DE ONDE MENOS SE ESPERA
Moça inteligente e prendada, fez a vez de funcionária do lar em troca de casa e comida. Aqui vou conseguir ter meus sonhos realizados, melhor do que ficar naquele grotão sem perspectiva de vida, pensava ela.
Pela manhã, saía para a faculdade e quando voltava dirigia-se para seu quarto que ficava perto do pomar. Aproveitava a hora fria para limpar o local, regar as plantas, lavar a louça acumulada do café, do almoço, e ainda preparar o jantar, arrumar e varrer.
Depois das tarefas realizadas em “tom de caixa”, voltava para fazer os trabalhos escolares. Ufa! Ainda bem que minha tia está satisfeita comigo. Tenho que manter este ritmo com semblante sorridente. Sei que o aspecto conta muito, sem me esquecer de ser simpática e lhe obedecer sem questionar.
O ambiente doméstico foi se modificando com o capricho da moça. Tudo era feito no tempo e na hora, e quando a casa estava silenciosa, ela ficava no seu quarto dedicando-se ao estudo. Essa forma de escutar as videoaulas e ir anotando a primeira letra de cada palavra, deixava-lhe longe do sono. Enquanto lavava a louça, mantinha também os fones de ouvido para não perder seu precioso tempo.
A vida deslizava mais serena, após Helibela ter vindo para aquele lar ameaçado pela tensão da separação. Na sua presença, o casal evitava brigar para não despertar nela a curiosidade de saber como era o relacionamento do casal. Raramente via o esposo da tia, pois sempre estava no escritório traduzindo autores de várias nacionalidades. Quando a tia chegava do trabalho, encontrava-o jantando silencioso enquanto a sobrinha preparava o jantar delas e do casal de primos adolescentes. Na mesa, evitavam falar de trabalho, do relacionamento... para que a sobrinha não se tornasse íntima da casa. Os filhos adoravam o bolo de banana com canela que ela havia aprendido nos cursos de educação alimentar.
Quando recebiam visitas, a tia jamais dizia que ela era sua sobrinha, relatando para os amigos que conseguira aquela funcionária doméstica no interior do estado, e se alguém insistisse se era da família, dizia: adoção feita pela minha irmã. Nem queria esclarecer que era filha do seu irmão. Por não ter conhecido a mãe, ela teve que se adaptar na casa do pai, mesmo não podendo chamá-lo assim com tanta intimidade para que a esposa não desconfiasse da ligação consanguínea.

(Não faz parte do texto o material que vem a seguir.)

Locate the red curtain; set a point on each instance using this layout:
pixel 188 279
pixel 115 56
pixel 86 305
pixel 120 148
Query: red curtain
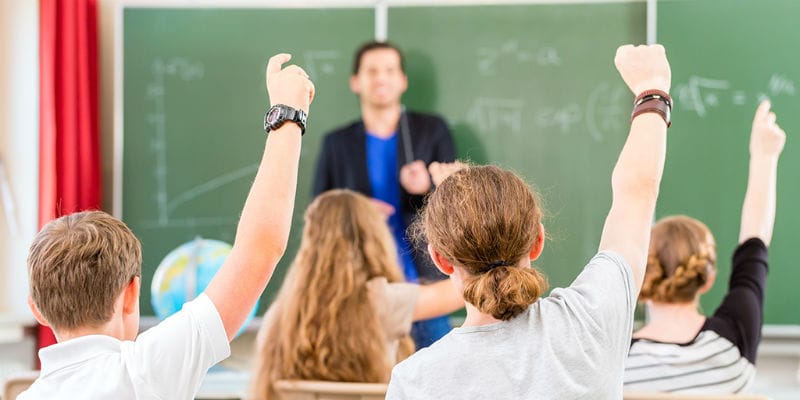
pixel 69 141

O primeiro semestre se passou na mais perfeita e calculada harmonia. As férias de quinze dias, fez o casal voltar a se digladiar: não me procura mais, né!?; você é quem fica ligada nesse celular e quando vou para a cama, já está roncando...

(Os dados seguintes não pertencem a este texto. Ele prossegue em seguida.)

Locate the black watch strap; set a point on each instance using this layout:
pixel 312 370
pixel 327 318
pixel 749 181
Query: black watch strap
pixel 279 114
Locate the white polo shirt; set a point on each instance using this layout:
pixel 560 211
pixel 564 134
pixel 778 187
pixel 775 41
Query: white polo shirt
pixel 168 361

Helibela ficou sabendo, um dia antes de voltar, que os professores haviam entrado em greve e que as aulas só retornariam, no mínimo, dois meses depois. Não tem problema, enquanto não volto, disse ela, vou acompanhando os pacientes no hospital perto do sítio em que estou passando as férias.
Finalmente as aulas trouxeram-na para a rotina de antes. No regresso, Helibela apresentava uma pequena barriga de grávida, o que fez sua tia voltar a atenção para a gestante. Os cuidados foram intensificados. Uma criança naquele lar iria dar uma guinada na relação do casal, afinal, o foco mudava-se para a nova realidade. Era isso que sua tia queria: uma criança, mas como não havia mais condições de engravidar, voltou-se para aquela que estava sendo gerada.
O parto aconteceu normalmente sendo o menino aceito com todo o gosto na casa. Com o passar dos dias, o tradutor foi se afeiçoando à criança a ponto de ser interrogado pela mulher que desconfiava daquele apego, foi quando a sobrinha revelou que o filho era dele, fertilizado antes dela ter saído de férias.